W wieku 83 lat lat zmarł medalista mistrzostw kraju w boksie Władysław Kaim. W szczytu pięściarskiej kariery, którą związał z Krakowem, stał się bardzo popularny w mieście - kibice wybierając się na jego walki mówili, że idą na Kaima.

Urodzony kilka miesięcy przed wybuchem II wojny światowej, jako dziecko Władysław Kaim stracił ojca, zamęczonego podczas przemarszu z niemieckiego obozu koncentracyjnego Gross Rosen. Dorastając w bardzo trudnych warunkach w krakowskim Podgórzu, drobnej budowy chłopak musiał wywalczyć sobie szacunek wśród kolegów. Jak wspominał znajomym, bójki i utarczki zdarzały mu się niemal codziennie, a zadziorność, którą wówczas nabył, stała się znakiem rozpoznawczym jego pięściarskiego rzemiosła.

Zanim trafił do boksu, grał w piłkę nożną w krakowskiej Garbarni. Boksować zaczął jako uczeń technikum mechanicznego, bo przy 40 kg nadawał się do obsadzenia wagi muszej. Treningi pięściarskie zaczynał w AZS AWF Kraków, po czym - po zmianie szkoły - przeniósł się do Unii Oświęcim, gdzie grywał także w piłkę nożną. Pod opieką trenera Władysława Wnęka porzucił karierę futbolową i poświęcił się pięściarstwu.

W 1956 r. Władysław Kaim został zawodnikiem Wisły Kraków.

"W latach sześćdziesiątych ludzie często 'chodzili na Kaima'. Był bokserem walczącym widowiskowo, atrakcyjnie, bardzo często posyłał rywali na deski, ponad sto walk wygrał przed czasem, przy czym sam nigdy nie przegrał przez knock-out" - napisano o Władysławie Kaimie na stronie historiawisly.pl.

W latach 1963-72 sportowiec reprezentował barwy Hutnika Kraków i w tej drużynie zakończył karierę zawodniczą.

Władysław Kaim trzykrotnie zdobył brązowy medal mistrzostw Polski w boksie.
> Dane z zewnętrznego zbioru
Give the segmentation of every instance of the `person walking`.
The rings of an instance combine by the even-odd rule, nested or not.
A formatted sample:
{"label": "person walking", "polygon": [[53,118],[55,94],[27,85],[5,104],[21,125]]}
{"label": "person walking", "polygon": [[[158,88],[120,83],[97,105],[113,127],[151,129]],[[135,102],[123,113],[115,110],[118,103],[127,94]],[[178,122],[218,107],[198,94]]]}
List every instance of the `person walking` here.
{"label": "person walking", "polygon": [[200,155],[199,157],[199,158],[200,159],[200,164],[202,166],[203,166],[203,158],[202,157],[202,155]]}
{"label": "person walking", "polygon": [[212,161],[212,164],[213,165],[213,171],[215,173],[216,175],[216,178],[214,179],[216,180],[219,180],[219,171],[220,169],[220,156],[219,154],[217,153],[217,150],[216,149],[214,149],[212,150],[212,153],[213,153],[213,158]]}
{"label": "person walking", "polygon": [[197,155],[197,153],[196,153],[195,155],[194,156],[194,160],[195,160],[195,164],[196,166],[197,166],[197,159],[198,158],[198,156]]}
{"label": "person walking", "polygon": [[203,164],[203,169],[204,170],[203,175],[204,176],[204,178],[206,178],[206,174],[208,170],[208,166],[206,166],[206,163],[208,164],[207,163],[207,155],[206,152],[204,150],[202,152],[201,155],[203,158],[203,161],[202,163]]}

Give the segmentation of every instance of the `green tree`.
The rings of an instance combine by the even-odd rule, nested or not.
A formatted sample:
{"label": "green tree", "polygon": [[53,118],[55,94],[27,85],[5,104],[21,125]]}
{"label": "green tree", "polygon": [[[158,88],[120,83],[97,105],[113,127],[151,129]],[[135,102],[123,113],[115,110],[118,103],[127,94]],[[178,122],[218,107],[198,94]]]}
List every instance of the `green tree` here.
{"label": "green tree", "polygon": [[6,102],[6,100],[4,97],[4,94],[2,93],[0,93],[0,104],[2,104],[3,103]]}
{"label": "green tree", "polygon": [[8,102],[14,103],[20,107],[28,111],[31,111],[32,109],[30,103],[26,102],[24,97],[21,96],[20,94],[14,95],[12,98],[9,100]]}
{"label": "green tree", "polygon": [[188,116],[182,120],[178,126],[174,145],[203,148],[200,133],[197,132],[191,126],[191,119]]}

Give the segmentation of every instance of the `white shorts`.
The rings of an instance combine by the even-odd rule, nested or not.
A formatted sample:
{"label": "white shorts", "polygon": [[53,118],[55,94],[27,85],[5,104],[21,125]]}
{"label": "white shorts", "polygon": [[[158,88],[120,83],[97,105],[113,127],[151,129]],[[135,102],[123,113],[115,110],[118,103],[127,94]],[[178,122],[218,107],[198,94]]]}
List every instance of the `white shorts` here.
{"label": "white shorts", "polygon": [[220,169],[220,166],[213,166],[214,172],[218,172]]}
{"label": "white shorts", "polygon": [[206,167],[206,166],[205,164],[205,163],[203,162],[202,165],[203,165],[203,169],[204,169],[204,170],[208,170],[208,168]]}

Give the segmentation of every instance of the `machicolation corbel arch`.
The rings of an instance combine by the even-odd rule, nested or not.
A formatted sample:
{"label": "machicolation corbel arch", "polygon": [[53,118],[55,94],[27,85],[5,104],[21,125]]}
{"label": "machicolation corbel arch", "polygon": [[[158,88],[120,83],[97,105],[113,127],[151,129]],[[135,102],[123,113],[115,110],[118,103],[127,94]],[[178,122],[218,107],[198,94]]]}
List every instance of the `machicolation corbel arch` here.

W drużynie trzy razy wywalczył także złote medale krajowego czempionatu. Brał udział w bokserskich mistrzostwach Europy.

W latach 1973-75 Władysław Kaim był trenerem pięściarzy Wisły Kraków.

W wiślackich czasów wywodziła się znajomość, która zakończyła się małżeństwem. Halina, 14-letnia wówczas zawodniczka sekcji gimnastycznej, wypatrzyła swojego przyszłego męża trenującego boks w sąsiedniej sali przy ul. Reymonta. Ślub para wzięła w 1964 r. Razem przez kilkadziesiąt lat prowadzili pierwszy w Nowej Hucie sklep zoologiczny, który działał do 2013 r. Tu przychodzili kibice i znajomi, aby wspominać czasy pięściarskiej potęgi Krakowa, która z biegiem lat stawała się już tylko historią.

Jak wspominali jego bliscy, będąc bokserem pamiętał, co zawodnikom radził legendarny trener Feliks Stamm: "Sztuką baranów tłuką, a nie siłą".

Pogrzeb Władysława Kaima odbędzie się w sobotę 14 stycznia o godz. 9.40 na Cmentarzu Rakowickim.